Gschwend Neue Glasfaser und alte Wasserrohre

Bild vom Spatenstich des Baugebiets Maiäcker II in Schlechtbach am 26. April. Nun geht es um die Verlegung von Glasfaser- und Wasserleitungen.
Bild vom Spatenstich des Baugebiets Maiäcker II in Schlechtbach am 26. April. Nun geht es um die Verlegung von Glasfaser- und Wasserleitungen. © Foto: Rainer Kollmer
Gschwend / Rainer Kollmer 06.07.2018
Im Baugebiet Maiäcker II in Schlechtbach sollen bereits in diesem Jahr die Vorbereitungen für eine Breitbandverkabelung getroffen werden – auch wenn die Verlegung erst fürs kommende Jahr budgetiert ist.

Mit der Erschließung des Baugebiets Mai­äcker II in Schlechtbach sieht die Gemeindeverwaltung die Möglichkeit, die geplante Breitbandverkabelung frühzeitig voran zu bringen und veraltete Wasserleitungen auszutauschen. Für die gewählten Gemeindevertreter und das Rathaus sind die Synergieeffekte verlockend. Vor Investitionen ins Bodenlose schrecken die Verantwortlichen dennoch zurück. Denn das Geld für Baumaßnahmen 2018 ist verplant und ausgegeben.

So ist vorgesehen, den Kabelverzweiger in der Albert-Florath-Straße noch in diesem Jahr mit Glasfaser anzuschließen, wie Sachbearbeiter Thomas Munz von der Gemeindeverwaltung erläuterte. Das Landratsamt weist nun darauf hin, dass auch der Verzweiger am nördlichen Ortseingang (aus Richtung Gschwend) mit Glasfaser angeschlossen werden kann. Ein dritter könnte dann in der Schulstraße über bereits vorhandene Leerrohre ohne weitere Grabarbeiten mit dem Netz verbunden werden. An dieser Strecke finanziert der Landkreis die Backbone-Leitung in Richtung Birkenlohe.

Mit der Verlegung einer Gasleitung durch die EnBW-ODR fallen weitere Grabarbeiten an, sodass der Umstand günstig ist, bereits jetzt die drei Kabelverzweiger zu installieren. Vorbereitend können damit auch die Leerrohre für das Glasfaserkabel verlegt werden. Die Kosten für die drei Verzweiger belaufen sich auf 90.000 Euro, die Verlegung der Gasleitung wird mit weiteren 28.000 Euro veranschlagt. Die Investition von knapp 120.000 Euro ist bereits im Haushalt 2019 eingeplant. Das aktuelle Bauvorhaben würde deshalb im Vorgriff auf das kommende Jahr umgesetzt werden. „Das ist sinnvoll, weil eh aufgegraben wird“, war aus den Reihen der Anwesenden zu hören. Nach längerer Diskussion erteilte der Gemeinderat bei einer Gegenstimme seine Zustimmung.

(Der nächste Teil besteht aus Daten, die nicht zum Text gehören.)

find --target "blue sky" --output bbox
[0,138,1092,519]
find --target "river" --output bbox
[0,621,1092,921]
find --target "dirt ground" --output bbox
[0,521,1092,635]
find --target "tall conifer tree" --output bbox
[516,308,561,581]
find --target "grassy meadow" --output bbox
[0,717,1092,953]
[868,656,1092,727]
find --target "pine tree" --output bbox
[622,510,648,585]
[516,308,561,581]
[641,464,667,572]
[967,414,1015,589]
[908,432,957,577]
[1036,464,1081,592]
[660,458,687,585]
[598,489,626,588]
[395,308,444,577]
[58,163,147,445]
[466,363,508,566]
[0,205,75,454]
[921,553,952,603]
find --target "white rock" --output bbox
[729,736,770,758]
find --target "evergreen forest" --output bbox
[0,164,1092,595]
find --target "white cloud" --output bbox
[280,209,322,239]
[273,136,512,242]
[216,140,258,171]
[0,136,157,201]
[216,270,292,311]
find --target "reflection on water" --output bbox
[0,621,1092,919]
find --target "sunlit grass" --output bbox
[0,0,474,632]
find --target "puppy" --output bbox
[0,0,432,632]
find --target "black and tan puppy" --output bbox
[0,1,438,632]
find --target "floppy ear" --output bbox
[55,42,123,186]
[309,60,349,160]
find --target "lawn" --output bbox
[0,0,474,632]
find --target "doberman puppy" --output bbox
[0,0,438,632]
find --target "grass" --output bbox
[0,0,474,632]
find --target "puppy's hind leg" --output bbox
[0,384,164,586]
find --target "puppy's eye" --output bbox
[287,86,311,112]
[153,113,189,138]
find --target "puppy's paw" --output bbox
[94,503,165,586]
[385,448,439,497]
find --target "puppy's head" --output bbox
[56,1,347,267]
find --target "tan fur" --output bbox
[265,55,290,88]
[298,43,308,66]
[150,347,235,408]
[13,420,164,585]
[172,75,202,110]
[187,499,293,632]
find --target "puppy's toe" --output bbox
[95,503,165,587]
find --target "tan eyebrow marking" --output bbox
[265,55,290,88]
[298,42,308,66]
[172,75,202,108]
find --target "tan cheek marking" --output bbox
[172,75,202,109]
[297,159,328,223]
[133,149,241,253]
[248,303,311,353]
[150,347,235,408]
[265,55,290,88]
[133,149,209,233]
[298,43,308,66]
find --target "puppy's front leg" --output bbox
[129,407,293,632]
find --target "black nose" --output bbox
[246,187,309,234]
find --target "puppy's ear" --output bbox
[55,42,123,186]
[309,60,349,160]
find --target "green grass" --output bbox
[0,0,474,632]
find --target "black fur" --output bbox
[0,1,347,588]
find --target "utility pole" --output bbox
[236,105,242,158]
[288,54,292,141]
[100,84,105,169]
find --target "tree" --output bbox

Bereits 1935 wurde „Im Zeiren“ eine Wasserleitung aus Gusseisen verlegt, die im Zuge der Bauarbeiten bei den aktuellen Grabarbeiten in Schlechtbach ausgetauscht werden könnte. Stefan Blessing beschrieb als Bauverantwortlicher im Rahmen der Sitzung zwei Alternativen: Ein Neubau mit 200 Metern Länge würde etwa 120.000 Euro kosten und den erwünschten Ringschluss ermöglichen, ein Austausch der Leitung auf nur 100 Meter die Hälfte. Die Gemeinderäte Karl Altvater, Jürgen Haug, Bernd Wahl und Steffen Wahl appellierten an das Gremium, „alles so zu lassen, wie es ist“, da die Leitung bisher keine Probleme gemacht habe und an anderen Standorten weitaus dringendere Maßnahmen notwendig seien. Abschließend lehnte das Gremium die Erneuerung mehrheitlich ab.